Introducing Marker

[Delivered as an introduction for La Jetee and Case of the Grinning Cat for the Annual French Film Festival, at Boardman’s Art Theatre in Champaign, Illinois.]

Every artist starts with a set of assumptions about her medium. In conventional cinema, the artist assumes that camera will be used to record a passage of time, and then re-play that passage later to tell a story. In experimental cinema, sometimes it seems that the one assumption is that one avoids that very task.

Chris Marker’s assumptions about film start outside of this polemic – they start instead with a collection of interests about the world. This is what makes his films experimental in the best sense, because he thinks through his medium, not before his medium, or about his medium. It sometimes seems like every film is made from the same collection of interests and questions. His work benefits more than most from being seen as a group, and so I think you’re in for a treat tonight.

In La Jetee, you’ll see Marker’s departure. The main character of that film is a time traveler, not a Time Lord like Dr. Who, but a man subject to time, cast around by it, trying to make sense of it. After a very traditional narrative set-up, you’ll see Marker depart, and in his later films, such as the Grinning Cat, we can see that he never came back to living in our time. Think of the main character in La Jetee escaping, living among us today. He starts to make films, they end up looking like the Grinning Cat.

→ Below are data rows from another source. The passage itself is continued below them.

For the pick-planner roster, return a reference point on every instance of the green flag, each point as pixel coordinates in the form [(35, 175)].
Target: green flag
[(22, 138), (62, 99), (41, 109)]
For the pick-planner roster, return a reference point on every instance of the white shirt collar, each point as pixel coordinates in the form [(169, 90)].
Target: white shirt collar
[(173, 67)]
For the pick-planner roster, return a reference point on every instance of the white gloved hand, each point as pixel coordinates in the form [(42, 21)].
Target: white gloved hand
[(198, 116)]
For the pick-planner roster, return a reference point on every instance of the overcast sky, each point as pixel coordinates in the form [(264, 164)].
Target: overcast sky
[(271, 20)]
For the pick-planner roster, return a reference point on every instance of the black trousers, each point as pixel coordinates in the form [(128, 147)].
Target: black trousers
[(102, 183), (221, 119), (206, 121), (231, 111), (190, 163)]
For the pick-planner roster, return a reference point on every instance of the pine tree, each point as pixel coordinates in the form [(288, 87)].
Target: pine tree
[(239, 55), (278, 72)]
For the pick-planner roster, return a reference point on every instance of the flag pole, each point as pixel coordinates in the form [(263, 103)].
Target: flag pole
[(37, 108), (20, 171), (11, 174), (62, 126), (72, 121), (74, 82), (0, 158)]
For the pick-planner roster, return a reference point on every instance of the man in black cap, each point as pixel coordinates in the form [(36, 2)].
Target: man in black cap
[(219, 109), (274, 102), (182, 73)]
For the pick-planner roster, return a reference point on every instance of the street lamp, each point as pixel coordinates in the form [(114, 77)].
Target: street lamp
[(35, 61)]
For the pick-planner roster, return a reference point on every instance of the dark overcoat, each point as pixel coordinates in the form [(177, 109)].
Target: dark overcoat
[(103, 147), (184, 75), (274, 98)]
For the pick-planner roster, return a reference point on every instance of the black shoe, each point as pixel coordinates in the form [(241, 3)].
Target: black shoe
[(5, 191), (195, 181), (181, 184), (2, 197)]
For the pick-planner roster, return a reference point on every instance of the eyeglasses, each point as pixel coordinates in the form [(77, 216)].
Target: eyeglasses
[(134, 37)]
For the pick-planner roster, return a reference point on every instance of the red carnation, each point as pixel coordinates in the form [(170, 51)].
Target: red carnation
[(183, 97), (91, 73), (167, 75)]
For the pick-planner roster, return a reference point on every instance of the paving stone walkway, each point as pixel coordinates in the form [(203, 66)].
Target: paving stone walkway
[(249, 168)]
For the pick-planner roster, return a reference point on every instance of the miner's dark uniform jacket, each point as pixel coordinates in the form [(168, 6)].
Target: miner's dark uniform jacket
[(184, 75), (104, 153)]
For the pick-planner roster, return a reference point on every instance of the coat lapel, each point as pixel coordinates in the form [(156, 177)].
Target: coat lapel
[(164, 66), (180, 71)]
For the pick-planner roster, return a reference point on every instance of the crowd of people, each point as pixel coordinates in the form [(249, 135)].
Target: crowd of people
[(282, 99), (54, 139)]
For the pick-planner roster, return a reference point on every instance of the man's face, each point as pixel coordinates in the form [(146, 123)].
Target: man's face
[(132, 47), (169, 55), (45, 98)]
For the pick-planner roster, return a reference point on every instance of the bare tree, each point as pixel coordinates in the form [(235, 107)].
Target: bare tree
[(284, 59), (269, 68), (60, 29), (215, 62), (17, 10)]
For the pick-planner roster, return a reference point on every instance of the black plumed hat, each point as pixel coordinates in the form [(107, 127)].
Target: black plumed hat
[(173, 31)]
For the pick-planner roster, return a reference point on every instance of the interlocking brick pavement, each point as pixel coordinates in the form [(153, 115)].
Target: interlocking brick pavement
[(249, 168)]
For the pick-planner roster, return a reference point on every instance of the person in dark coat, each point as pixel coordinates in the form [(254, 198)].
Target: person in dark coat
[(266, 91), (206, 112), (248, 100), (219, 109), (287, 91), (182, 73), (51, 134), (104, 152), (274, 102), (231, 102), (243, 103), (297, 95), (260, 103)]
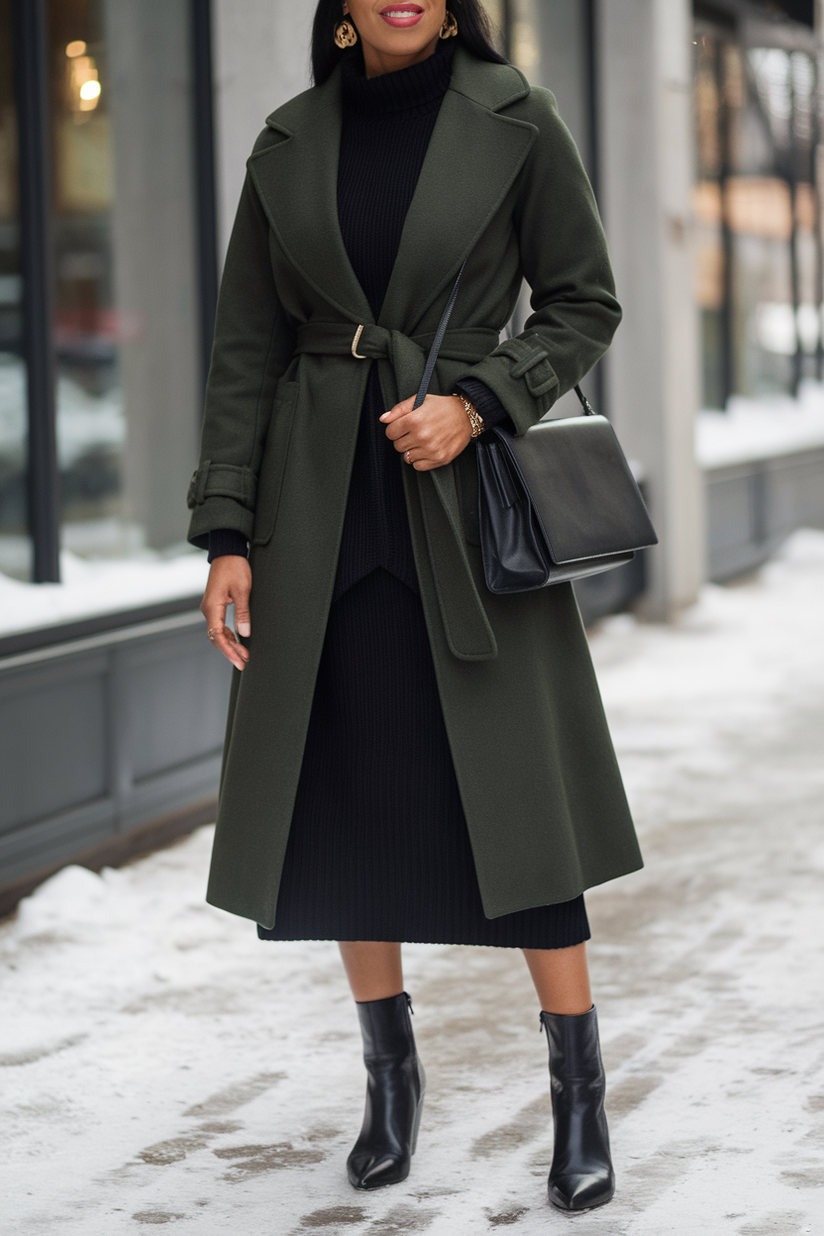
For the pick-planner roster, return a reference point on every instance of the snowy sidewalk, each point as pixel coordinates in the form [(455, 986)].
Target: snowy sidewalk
[(159, 1066)]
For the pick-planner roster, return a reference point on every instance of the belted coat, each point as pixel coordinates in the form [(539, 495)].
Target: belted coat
[(502, 188)]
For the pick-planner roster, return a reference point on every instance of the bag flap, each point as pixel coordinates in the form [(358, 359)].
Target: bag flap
[(582, 487)]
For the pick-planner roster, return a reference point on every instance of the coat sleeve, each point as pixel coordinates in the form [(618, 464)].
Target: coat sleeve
[(253, 345), (566, 263)]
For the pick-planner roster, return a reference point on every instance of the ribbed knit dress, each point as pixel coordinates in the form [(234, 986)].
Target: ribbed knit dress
[(378, 847)]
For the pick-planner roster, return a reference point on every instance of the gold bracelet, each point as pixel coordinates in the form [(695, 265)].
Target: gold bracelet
[(476, 419)]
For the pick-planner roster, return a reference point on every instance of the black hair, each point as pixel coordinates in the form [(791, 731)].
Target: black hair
[(475, 33)]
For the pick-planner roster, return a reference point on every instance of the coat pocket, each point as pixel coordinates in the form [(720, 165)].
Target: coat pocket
[(273, 464)]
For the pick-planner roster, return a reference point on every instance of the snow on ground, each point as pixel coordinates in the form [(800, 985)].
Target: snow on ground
[(93, 587), (757, 429), (161, 1066)]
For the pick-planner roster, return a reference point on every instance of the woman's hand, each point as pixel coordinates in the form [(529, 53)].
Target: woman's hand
[(230, 582), (433, 435)]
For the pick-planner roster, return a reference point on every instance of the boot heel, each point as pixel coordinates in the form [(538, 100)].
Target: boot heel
[(582, 1174), (394, 1099)]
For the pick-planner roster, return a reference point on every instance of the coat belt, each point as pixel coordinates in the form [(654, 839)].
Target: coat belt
[(465, 619), (470, 344)]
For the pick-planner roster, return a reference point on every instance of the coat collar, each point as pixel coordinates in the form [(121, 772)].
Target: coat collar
[(473, 157)]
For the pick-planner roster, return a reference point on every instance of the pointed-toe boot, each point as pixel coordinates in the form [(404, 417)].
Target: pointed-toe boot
[(582, 1174), (394, 1094)]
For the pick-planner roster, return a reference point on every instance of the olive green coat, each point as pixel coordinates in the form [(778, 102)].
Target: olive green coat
[(503, 188)]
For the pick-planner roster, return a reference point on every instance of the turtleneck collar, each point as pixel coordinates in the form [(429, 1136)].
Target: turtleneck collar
[(414, 87)]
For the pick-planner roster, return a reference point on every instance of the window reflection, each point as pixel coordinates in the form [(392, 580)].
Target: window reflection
[(127, 402), (757, 262), (90, 415)]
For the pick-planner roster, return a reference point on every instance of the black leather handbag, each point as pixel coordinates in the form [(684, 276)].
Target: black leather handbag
[(557, 503)]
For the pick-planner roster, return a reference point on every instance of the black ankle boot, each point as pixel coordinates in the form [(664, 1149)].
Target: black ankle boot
[(582, 1174), (394, 1094)]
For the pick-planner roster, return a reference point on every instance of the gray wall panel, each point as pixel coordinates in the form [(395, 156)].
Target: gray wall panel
[(52, 742), (104, 734), (176, 703)]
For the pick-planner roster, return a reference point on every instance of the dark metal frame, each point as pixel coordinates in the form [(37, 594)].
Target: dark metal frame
[(36, 252), (204, 174), (37, 255)]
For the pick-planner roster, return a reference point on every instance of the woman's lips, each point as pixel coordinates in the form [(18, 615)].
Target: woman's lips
[(402, 15)]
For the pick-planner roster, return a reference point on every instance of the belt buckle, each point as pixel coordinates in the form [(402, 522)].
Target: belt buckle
[(355, 342)]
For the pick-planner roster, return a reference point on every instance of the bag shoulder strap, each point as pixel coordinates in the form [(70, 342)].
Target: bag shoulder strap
[(431, 360), (436, 342)]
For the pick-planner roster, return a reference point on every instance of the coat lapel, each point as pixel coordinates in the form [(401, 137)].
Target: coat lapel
[(472, 161), (297, 181)]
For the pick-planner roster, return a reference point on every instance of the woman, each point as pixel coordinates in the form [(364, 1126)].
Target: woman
[(408, 757)]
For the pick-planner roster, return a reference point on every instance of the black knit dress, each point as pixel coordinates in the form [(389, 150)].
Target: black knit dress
[(378, 847)]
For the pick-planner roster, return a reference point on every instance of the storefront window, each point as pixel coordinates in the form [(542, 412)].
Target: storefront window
[(126, 314), (15, 550), (756, 209)]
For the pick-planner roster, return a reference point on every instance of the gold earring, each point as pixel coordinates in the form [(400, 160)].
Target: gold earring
[(345, 35), (450, 27)]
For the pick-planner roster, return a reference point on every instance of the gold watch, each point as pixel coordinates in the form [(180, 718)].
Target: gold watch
[(476, 419)]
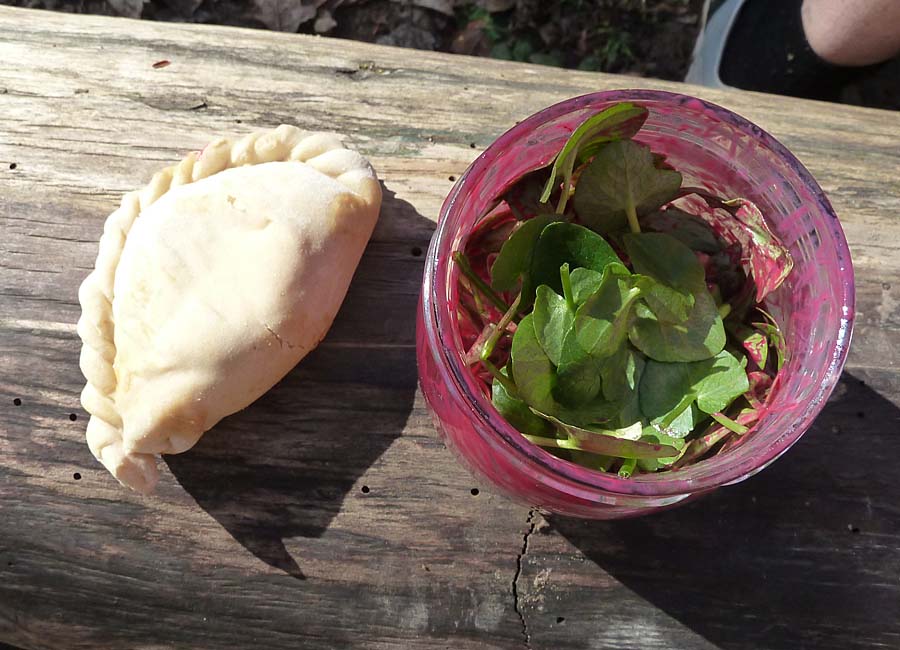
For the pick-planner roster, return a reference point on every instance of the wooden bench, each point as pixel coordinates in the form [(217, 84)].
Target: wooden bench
[(329, 514)]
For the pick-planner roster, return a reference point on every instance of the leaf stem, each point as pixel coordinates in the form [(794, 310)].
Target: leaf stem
[(678, 410), (631, 213), (553, 442), (729, 424), (627, 468), (567, 286), (463, 262), (505, 381), (499, 328)]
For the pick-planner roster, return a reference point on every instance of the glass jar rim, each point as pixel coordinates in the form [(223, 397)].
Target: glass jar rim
[(738, 464)]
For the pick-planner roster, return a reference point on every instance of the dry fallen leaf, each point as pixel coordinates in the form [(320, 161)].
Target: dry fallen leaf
[(285, 15), (126, 8)]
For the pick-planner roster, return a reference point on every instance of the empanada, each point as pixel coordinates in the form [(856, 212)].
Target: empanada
[(211, 283)]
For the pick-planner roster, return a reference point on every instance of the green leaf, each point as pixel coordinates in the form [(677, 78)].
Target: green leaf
[(566, 243), (577, 374), (622, 181), (673, 272), (712, 383), (621, 377), (719, 381), (516, 412), (552, 321), (514, 258), (700, 337), (667, 304), (689, 229), (666, 260), (620, 121), (656, 464), (585, 283), (607, 443), (532, 369), (601, 323)]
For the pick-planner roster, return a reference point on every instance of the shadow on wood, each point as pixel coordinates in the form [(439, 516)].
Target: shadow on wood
[(282, 467), (810, 542)]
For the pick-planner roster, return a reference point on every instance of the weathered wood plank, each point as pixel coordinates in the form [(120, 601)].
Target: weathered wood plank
[(263, 535)]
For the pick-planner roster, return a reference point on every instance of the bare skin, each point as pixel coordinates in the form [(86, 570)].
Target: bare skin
[(853, 32)]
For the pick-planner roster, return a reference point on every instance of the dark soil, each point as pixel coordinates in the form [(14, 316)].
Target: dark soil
[(652, 38)]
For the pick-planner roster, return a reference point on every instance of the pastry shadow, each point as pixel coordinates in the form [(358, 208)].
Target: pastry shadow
[(282, 467), (786, 559)]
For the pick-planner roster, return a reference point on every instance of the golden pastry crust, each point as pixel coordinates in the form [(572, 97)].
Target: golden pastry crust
[(211, 283)]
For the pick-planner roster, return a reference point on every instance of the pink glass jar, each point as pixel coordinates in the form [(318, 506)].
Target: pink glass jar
[(714, 149)]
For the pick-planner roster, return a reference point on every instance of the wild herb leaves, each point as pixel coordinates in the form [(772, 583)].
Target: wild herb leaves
[(514, 258), (622, 366), (669, 389), (620, 183), (533, 371), (567, 243)]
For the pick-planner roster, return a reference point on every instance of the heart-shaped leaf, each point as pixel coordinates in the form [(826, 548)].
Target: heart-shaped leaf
[(566, 243), (532, 369), (516, 412), (622, 182), (514, 257)]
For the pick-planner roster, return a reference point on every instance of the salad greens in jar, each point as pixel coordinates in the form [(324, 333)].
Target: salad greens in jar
[(616, 317)]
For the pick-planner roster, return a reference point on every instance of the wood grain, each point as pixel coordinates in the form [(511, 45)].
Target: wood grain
[(329, 514)]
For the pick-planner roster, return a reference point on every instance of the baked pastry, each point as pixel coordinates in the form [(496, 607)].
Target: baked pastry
[(211, 283)]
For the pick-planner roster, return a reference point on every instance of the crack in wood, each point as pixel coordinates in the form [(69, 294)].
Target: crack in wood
[(530, 522)]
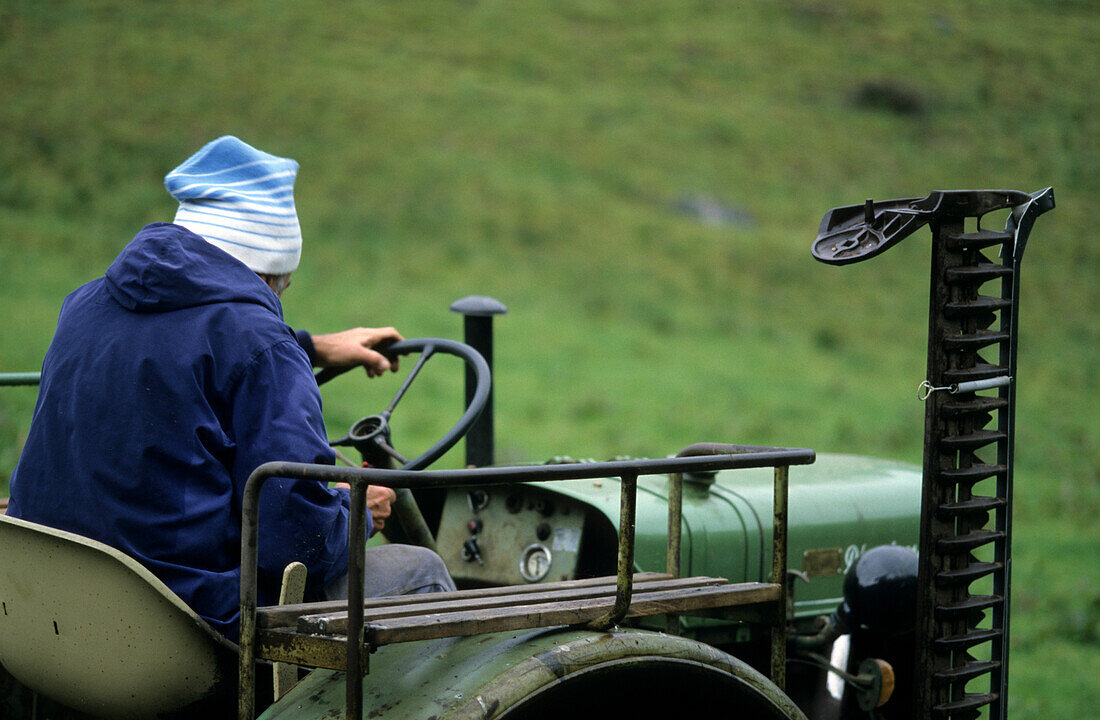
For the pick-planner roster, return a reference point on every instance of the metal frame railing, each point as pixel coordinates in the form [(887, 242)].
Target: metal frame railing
[(710, 457)]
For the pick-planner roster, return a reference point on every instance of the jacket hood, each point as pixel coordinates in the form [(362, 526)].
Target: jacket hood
[(168, 267)]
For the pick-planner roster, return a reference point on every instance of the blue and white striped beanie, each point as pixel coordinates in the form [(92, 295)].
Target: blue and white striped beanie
[(241, 200)]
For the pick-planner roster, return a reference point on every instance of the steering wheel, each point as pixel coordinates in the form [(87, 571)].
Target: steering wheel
[(371, 435)]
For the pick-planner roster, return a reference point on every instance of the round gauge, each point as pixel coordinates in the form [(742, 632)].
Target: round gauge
[(535, 563)]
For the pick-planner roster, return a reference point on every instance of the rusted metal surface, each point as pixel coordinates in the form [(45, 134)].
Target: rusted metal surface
[(624, 583), (728, 456), (779, 577), (488, 676), (471, 604), (674, 540), (968, 438), (287, 646)]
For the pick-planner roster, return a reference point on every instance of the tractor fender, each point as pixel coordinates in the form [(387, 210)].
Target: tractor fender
[(545, 674)]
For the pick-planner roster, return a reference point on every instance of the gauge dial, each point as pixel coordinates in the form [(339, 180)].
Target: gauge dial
[(535, 563)]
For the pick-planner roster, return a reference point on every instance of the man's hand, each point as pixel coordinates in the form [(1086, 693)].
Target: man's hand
[(354, 346), (378, 501)]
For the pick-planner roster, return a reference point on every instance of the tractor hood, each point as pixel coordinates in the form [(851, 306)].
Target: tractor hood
[(838, 507)]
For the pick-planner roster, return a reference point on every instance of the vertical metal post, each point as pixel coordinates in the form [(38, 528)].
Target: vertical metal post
[(675, 516), (779, 576), (356, 563), (624, 585), (479, 311)]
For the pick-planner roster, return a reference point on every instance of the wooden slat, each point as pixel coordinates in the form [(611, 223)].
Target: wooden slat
[(334, 623), (396, 630), (287, 616)]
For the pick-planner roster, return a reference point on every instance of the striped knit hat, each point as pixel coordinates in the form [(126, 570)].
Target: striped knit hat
[(241, 200)]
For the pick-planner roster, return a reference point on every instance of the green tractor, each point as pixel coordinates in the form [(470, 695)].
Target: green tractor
[(738, 580)]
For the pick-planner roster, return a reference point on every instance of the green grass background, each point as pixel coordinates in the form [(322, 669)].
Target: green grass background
[(540, 153)]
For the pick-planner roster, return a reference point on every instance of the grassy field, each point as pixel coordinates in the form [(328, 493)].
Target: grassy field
[(639, 184)]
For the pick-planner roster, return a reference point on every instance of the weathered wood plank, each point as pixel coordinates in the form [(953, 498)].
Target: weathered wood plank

We’ve all known deja vu, the experience of having experienced the present moment before. We’ve all known the Sunday night before another work week where we don’t know where the last week went. We all know the frustration of trying to remember something for someone that’s just at the edge of consciousness. We’ve all had the odd experience of coincidences, in which the same image or word or color or reference emerges several times throughout a week. We’ve known nostalgia, when a memory comes flooding back that may or not relate to what really happened.

Those are the experiences the Chris Marker mines, breathes, darts through like shortcuts or hyperlinks or holes in the swiss cheese.

For Marker, images in film don’t have to follow one after another to replay a passage of time. When they do, it’s sometimes remarkable, and very intentional – there’s one part of La Jetee that you may almost miss where film behaves like film, where still images play in a row to produce the illusion of time and movement. Images follow one another in Marker’s films for very different reasons. They allow him to skip around a city, or around a timeline, bouncing back and forth and in and out of the present to make comparisons in the search for meaning and sense. His edits are like neurons firing in the brain, growing new connections to construct memories that may or may not emerge again in consciousness.

This may all sound like high-falutin’ and advanced stuff, but it’s not really so different from some films you know. Hitchcock’s Vertigo is a favorite of Markers’, and La Jetee shares a great deal in common with it. There is at least one scene in La Jetee that is even a direct quote from Vertigo.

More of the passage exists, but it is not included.